Dennis Irvan Angell, 25, was spotted about 12:30 a.m. doing loop-the-loops, spins and stalls in a banner plane, within 300 feet of a row of houses on Miramar Parkway, according to police reports.
Miramar officer John Petrone, who first spotted Angell, said the Piper Super Cub dive-bombed him when he flashed his spotlight on it.
Petrone alerted Metro-Dade police, who had a helicopter on patrol. The Metro-Dade pilot, officer Richard Shelton, followed Angell and ordered him down over the radio. Instead, Angell forced the police helicopter to take cover in Joe Robbie Stadium, just south of Miramar, to avert a midair collision.
Miramar police also notified the Broward Sheriff's Office, which dispatched a helicopter.
"Actually, I never saw the guy because there were no lights on the airplane," BSO pilot Lee McBrien said. "When Metro started chasing him, he came back up so radar at Fort Lauderdale could track him. The tower kept telling me this guy was all around me and I couldn't see him so I got out of there until he landed."
The banner plane docked in a hangar at North Perry Airport in Pembroke Pines shortly after 1 a.m. Minutes later, Miramar police impounded it and arrested Angell on a charge of operating an aircraft while intoxicated and reckless operation of an aircraft, both felonies.
A Breathalyzer test showed Angell's blood alcohol content at 0.16, four times the level allowed by the Federal Aviation Administration, police said.
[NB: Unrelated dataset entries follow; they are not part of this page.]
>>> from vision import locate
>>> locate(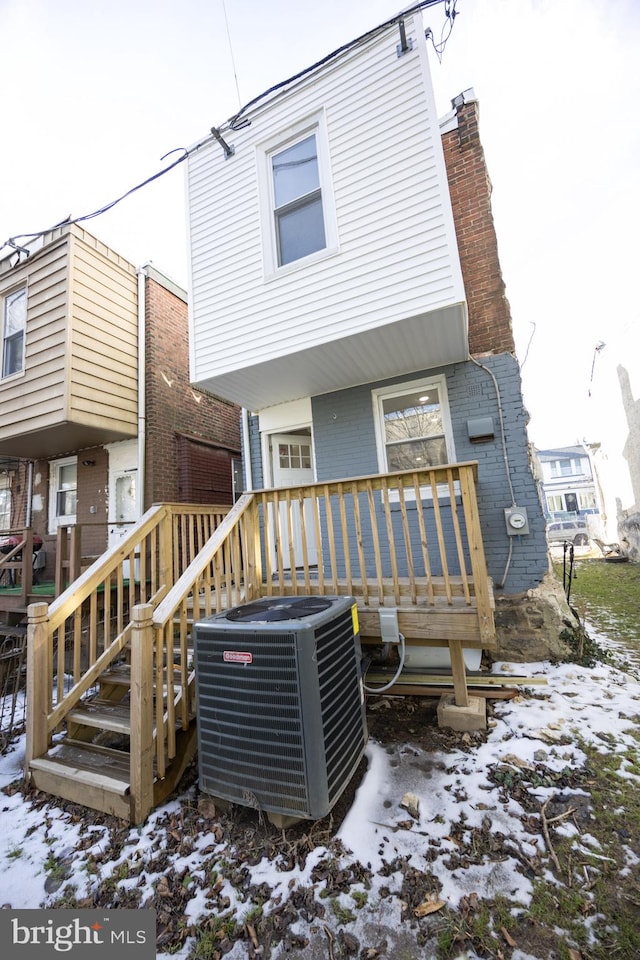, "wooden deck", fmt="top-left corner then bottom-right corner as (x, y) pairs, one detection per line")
(25, 463), (495, 823)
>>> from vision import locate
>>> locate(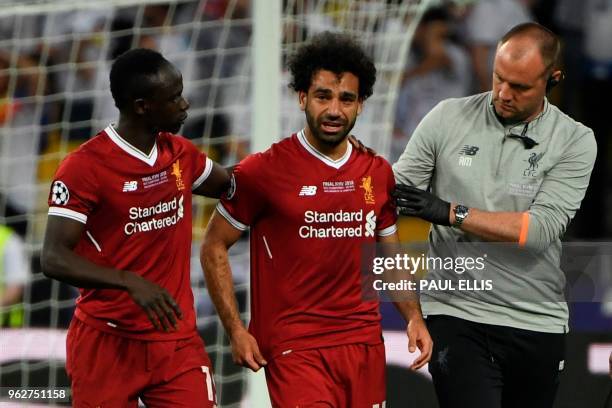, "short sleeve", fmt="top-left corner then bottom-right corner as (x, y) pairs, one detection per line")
(181, 137), (213, 190)
(376, 159), (397, 237)
(48, 152), (100, 224)
(217, 154), (266, 231)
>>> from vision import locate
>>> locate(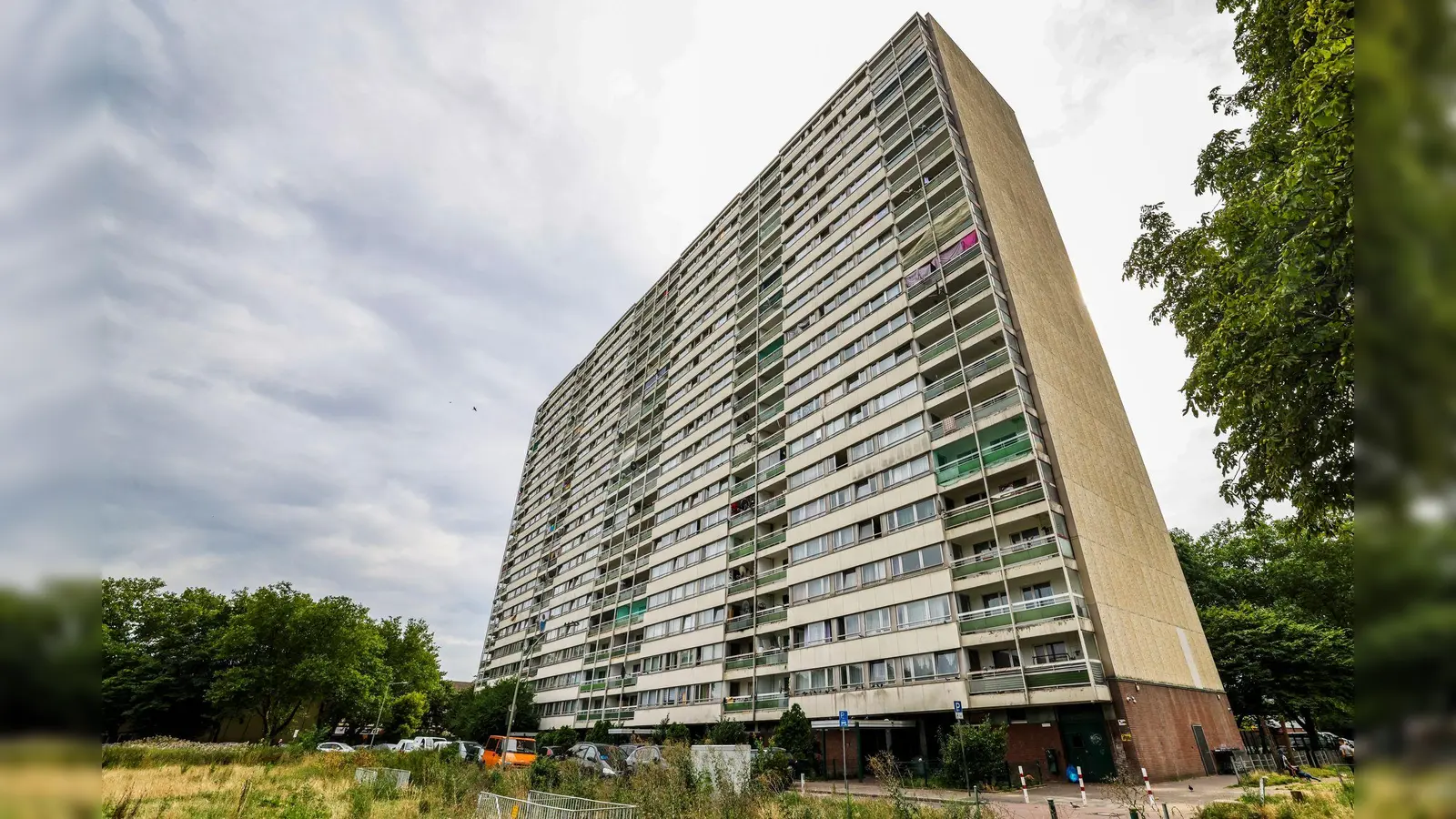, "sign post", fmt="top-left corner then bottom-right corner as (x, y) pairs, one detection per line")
(839, 711), (854, 819)
(954, 700), (971, 795)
The legal alcohol limit for driving a car in Florida is 0.10.
Angell, of Austin, Minn., is a seasonal employee of Aerial Sign Co., based at North Perry. Aerial Sign president Jim Butler said Angell was flying the company's Piper Super Cub without Butler's knowledge. Angell has been suspended without pay.
"This astounds us that anyone could do that," Butler said.
Butler said the Piper is not equipped for night flight. There is damage to one of the plane wings that Butler believes happened during take-off or landing.
FAA officials confiscated Angell's commercial pilot's license pending an investigation. Federal records show no previous violations for Angell, who obtained his license in 1984.
Miramar has filed a claim for the plane under the state law that allows police to confiscate vehicles used to commit a felony. Aerial Sign intends to fight the attempt to confiscate the plane, Butler said. The plane was worth $65,000 when it was new in 1965, he said.
Angell is the second pilot flying out of North Perry Airport to be arrested in recent months on charges of reckless flying. Flight instructor Nancy Domkowski of Sunrise pleaded guilty in March to reckless operation of an aircraft and was sentenced to five years' probation.
Investigators said she had a blood alcohol level of 0.11 when she and a flight student crashed on a North Perry runway in July 1987. Her accident is one of 21 accidents or emergency landings at the crash-plagued airport in the past 6 1/2 years.
Angell was being held in the Broward County Jail on $10,000 bail Monday night. If convicted, he could face a $5,000 fine and five years in jail on each count.